Edmund had not only survived the four years of the First War. He had survived the shell-shocked years of peace afterwards. “Don’t worry about the nightmares,” he said when I finally poured out my heart to him about the men I’d killed and the sights I’d seen and my constant terror that I’d go out of my mind. “You’ve wrapped your memories up in a parcel and the nightmares just mean you can’t resist undoing the parcel and having a peep inside every now and then. But eventually the desire to peep will fade away and you can treat the parcel as lost property. You’ll never actually lose it, but it’ll turn into a bundle you don’t care to redeem from the Lost Property Office, and then it won’t matter anymore.”

“It’ll always matter.”

“No, no,” said Edmund placidly. “Not so. In fact the great truth of life is that the things most people think are important aren’t really important at all. Look at John. After years and years he’s finally realized this. Why drive a Rolls-Royce when you can be happier on a bicycle?”

“But Edmund, about the war—”

“The only important thing about the war is that you survived it. Don’t try and make sense of what happened because the world is very far from being sensible and personally I think one gets in far less of a muddle if one simply says to oneself: ‘Yes, the world’s chaotic and ghastly beyond belief—how do I survive it?’ Then you’re more likely to do the right thing for the wrong reasons than the wrong thing for the right reasons.”

We began to talk about survival. I told him all my current problems.

On the subject of money Edmund said, “Stop worrying about the done thing and go to John. He can’t eat you.”

“No, but he could write me off as his favorite son.”

“What of it, old chap? I was never anyone’s favorite but look at me, I’m happy as a lark!”

“Yes, but—”

“My dear Harry, crucifying yourself in order to remain John’s favorite is not the way to survive with your sanity intact. Take crucifixion firmly off your list of desirable activities.”

“Yes, I’m sure you’re right, but … Edmund, I’m not just afraid of being demoted as favorite. I’m afraid that if I ask for money Father will use my penury to boot me out of Penhale to the estate in Herefordshire.”

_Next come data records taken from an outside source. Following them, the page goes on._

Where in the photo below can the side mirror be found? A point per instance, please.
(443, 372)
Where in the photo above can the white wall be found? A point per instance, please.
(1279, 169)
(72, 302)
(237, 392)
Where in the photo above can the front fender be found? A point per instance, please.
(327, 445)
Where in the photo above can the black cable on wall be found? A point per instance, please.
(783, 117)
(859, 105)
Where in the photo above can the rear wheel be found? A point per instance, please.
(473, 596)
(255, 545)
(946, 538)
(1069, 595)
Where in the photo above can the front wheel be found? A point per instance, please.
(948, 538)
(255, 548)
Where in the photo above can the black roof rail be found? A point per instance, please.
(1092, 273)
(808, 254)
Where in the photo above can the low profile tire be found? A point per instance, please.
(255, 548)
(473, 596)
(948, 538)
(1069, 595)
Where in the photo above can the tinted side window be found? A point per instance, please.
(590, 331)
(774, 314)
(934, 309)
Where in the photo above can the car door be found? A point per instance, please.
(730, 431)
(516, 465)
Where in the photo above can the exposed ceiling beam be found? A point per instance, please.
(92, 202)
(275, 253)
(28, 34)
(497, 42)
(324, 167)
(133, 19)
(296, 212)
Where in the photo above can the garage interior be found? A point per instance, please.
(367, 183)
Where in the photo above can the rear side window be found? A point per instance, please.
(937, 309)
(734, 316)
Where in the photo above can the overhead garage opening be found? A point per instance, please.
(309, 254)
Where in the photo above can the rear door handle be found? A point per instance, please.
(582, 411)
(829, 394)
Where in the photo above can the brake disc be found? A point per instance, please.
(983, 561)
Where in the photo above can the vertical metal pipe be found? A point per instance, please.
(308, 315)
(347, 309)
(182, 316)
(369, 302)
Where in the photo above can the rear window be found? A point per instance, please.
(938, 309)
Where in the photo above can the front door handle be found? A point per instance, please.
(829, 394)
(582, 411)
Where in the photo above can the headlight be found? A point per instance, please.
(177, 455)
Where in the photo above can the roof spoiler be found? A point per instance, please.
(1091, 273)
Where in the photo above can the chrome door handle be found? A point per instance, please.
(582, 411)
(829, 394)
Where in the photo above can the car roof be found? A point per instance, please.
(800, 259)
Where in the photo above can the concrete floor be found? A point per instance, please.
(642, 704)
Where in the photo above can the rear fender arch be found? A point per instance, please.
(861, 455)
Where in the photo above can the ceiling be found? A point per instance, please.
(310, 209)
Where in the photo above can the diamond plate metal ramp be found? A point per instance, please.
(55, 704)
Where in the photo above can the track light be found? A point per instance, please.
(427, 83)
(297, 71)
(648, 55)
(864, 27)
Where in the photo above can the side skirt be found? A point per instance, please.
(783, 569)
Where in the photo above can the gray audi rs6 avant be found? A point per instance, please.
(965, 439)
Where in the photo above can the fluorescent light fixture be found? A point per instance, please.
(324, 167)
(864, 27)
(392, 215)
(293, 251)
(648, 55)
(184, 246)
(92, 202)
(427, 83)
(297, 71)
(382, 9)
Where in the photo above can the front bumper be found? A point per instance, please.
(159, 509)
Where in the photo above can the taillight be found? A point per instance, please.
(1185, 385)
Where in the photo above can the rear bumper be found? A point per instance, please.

“Well, what’s wrong with that, old chap? Nice country, Herefordshire. Of course I know how sentimental you feel about this house, but if your financial problems are so acute—”

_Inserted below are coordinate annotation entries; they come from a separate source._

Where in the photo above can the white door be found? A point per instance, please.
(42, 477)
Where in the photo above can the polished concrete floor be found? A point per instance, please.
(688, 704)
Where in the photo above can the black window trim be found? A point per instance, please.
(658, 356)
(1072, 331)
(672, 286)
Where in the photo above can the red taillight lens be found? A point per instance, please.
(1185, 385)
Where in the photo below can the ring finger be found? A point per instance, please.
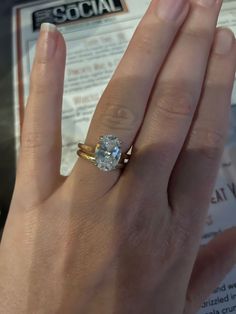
(177, 91)
(121, 109)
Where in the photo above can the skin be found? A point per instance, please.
(126, 241)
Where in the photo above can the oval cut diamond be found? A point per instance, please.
(108, 153)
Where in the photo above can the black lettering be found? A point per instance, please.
(59, 14)
(76, 11)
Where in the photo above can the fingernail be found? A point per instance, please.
(206, 3)
(224, 41)
(170, 9)
(47, 42)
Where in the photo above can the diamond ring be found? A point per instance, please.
(107, 154)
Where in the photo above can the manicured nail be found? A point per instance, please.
(206, 3)
(170, 9)
(47, 42)
(224, 41)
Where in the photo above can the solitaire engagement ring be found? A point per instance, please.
(106, 155)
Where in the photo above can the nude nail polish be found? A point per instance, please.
(47, 41)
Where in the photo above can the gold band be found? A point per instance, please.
(89, 150)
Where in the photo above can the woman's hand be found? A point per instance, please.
(126, 241)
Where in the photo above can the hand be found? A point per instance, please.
(126, 241)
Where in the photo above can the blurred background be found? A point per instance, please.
(7, 145)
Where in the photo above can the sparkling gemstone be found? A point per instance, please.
(108, 153)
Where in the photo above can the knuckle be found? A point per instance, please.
(40, 80)
(175, 100)
(199, 34)
(211, 143)
(32, 140)
(181, 233)
(145, 43)
(117, 116)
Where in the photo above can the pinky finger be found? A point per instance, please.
(213, 263)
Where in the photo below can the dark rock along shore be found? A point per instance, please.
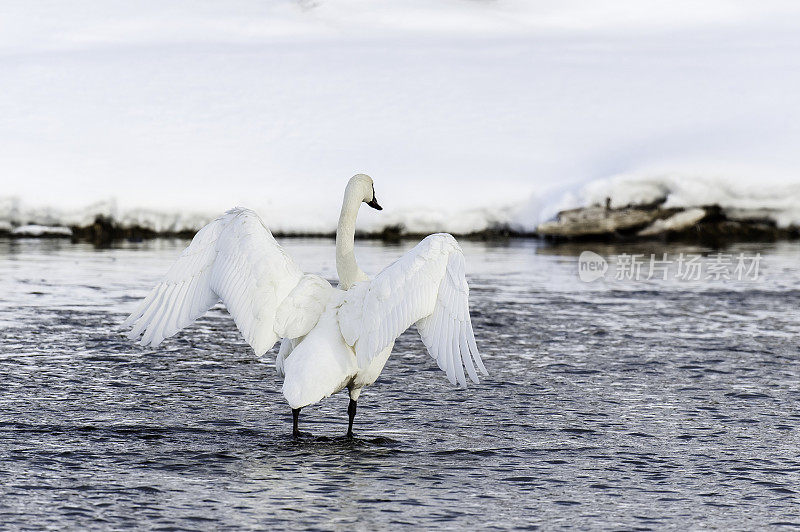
(710, 224)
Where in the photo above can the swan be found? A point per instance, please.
(331, 338)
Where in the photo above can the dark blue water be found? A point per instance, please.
(646, 405)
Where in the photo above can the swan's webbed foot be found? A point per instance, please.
(295, 420)
(351, 412)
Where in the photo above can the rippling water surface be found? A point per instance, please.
(651, 404)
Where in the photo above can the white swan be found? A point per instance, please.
(332, 337)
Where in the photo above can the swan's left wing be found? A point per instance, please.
(426, 286)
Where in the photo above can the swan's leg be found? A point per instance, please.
(351, 412)
(295, 419)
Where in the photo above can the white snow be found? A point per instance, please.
(40, 230)
(467, 113)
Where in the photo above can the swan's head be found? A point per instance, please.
(361, 186)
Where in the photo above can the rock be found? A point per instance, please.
(596, 221)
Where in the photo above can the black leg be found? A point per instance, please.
(295, 418)
(351, 412)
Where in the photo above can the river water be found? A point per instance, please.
(620, 403)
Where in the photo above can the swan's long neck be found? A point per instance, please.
(346, 266)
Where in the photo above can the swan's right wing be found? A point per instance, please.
(235, 259)
(426, 286)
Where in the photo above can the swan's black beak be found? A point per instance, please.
(374, 202)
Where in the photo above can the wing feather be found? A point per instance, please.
(237, 260)
(426, 286)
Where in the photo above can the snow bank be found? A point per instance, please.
(467, 113)
(41, 230)
(741, 197)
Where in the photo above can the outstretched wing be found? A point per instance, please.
(235, 259)
(426, 286)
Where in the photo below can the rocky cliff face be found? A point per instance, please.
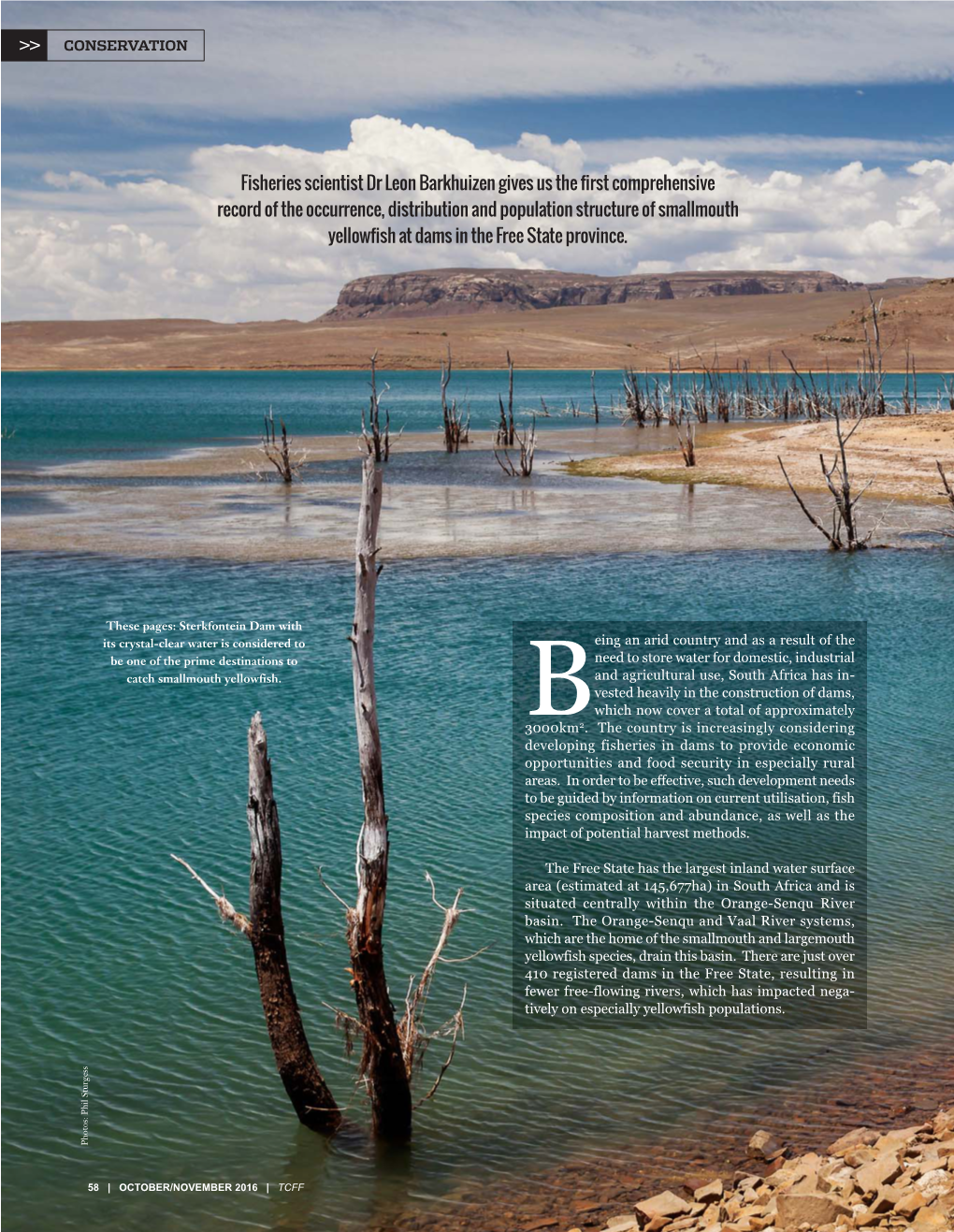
(445, 292)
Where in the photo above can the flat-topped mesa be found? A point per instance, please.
(457, 292)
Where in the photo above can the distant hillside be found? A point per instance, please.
(921, 318)
(815, 329)
(455, 292)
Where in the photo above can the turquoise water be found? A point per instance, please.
(116, 960)
(61, 416)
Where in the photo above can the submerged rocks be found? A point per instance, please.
(763, 1146)
(899, 1181)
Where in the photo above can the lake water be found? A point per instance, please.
(62, 416)
(115, 959)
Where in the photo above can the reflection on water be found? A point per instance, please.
(115, 960)
(61, 416)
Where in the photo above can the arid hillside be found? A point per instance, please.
(817, 327)
(458, 291)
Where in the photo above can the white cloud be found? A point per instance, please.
(80, 247)
(330, 59)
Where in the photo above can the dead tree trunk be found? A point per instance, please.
(306, 1088)
(383, 1064)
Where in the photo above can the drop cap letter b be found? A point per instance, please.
(547, 675)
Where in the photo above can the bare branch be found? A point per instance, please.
(225, 909)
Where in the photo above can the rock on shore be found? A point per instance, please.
(894, 1181)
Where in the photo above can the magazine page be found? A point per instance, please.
(478, 510)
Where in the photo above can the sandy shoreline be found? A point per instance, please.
(890, 1091)
(204, 502)
(899, 454)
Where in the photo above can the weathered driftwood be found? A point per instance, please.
(383, 1064)
(507, 427)
(306, 1088)
(687, 446)
(279, 452)
(948, 531)
(456, 428)
(528, 450)
(837, 478)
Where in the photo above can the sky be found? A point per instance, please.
(830, 123)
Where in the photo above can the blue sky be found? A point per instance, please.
(791, 89)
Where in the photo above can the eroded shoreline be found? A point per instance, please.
(204, 502)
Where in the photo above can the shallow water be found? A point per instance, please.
(62, 416)
(116, 960)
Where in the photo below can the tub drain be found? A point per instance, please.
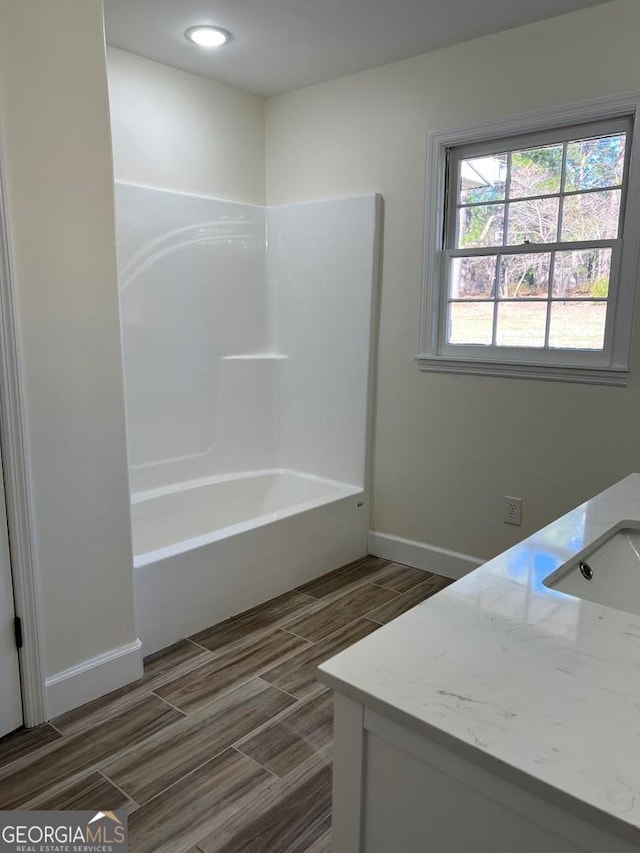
(586, 571)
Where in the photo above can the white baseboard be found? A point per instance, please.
(451, 564)
(93, 678)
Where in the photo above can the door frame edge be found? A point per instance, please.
(17, 492)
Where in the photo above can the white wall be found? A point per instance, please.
(57, 161)
(178, 131)
(447, 448)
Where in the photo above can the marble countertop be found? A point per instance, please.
(527, 680)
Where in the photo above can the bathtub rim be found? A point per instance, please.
(339, 491)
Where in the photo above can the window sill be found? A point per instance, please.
(551, 373)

“Edmund, I couldn’t cope. At least, I could but Bella couldn’t. Here at Penhale she has Anna as a friend and Eleanor to visit now and then, but if we moved to Herefordshire she’d know no one, she’d be utterly dependent on me and quite honestly I just couldn’t stand it, I’d crack, go mad, kill her in a moment of frenzy, wind up on the gallows and oh Christ what would my father say then—”

“I’ll tell you exactly what he’d say,” said Edmund, not batting an eyelid as all this appalling neurotic rubbish spewed out of me.

“He’d say, ‘This is all my fault for forcing that boy to Herefordshire when any intelligent father could see it would drive him round the bend.’ Harry, isn’t it about time you saw your father as he really is? He’s not a heathen god who has to be constantly appeased. He’s a clever man with a broad experience of life and he also happens to be devoted to you. He’ll want to offer help, not mete out punishment!”

“Yes, but what do I say, how do I explain—”

“Just tell him the truth. You have a difficult marriage and a move to Herefordshire would create more problems than it would solve. … Have you considered a divorce?”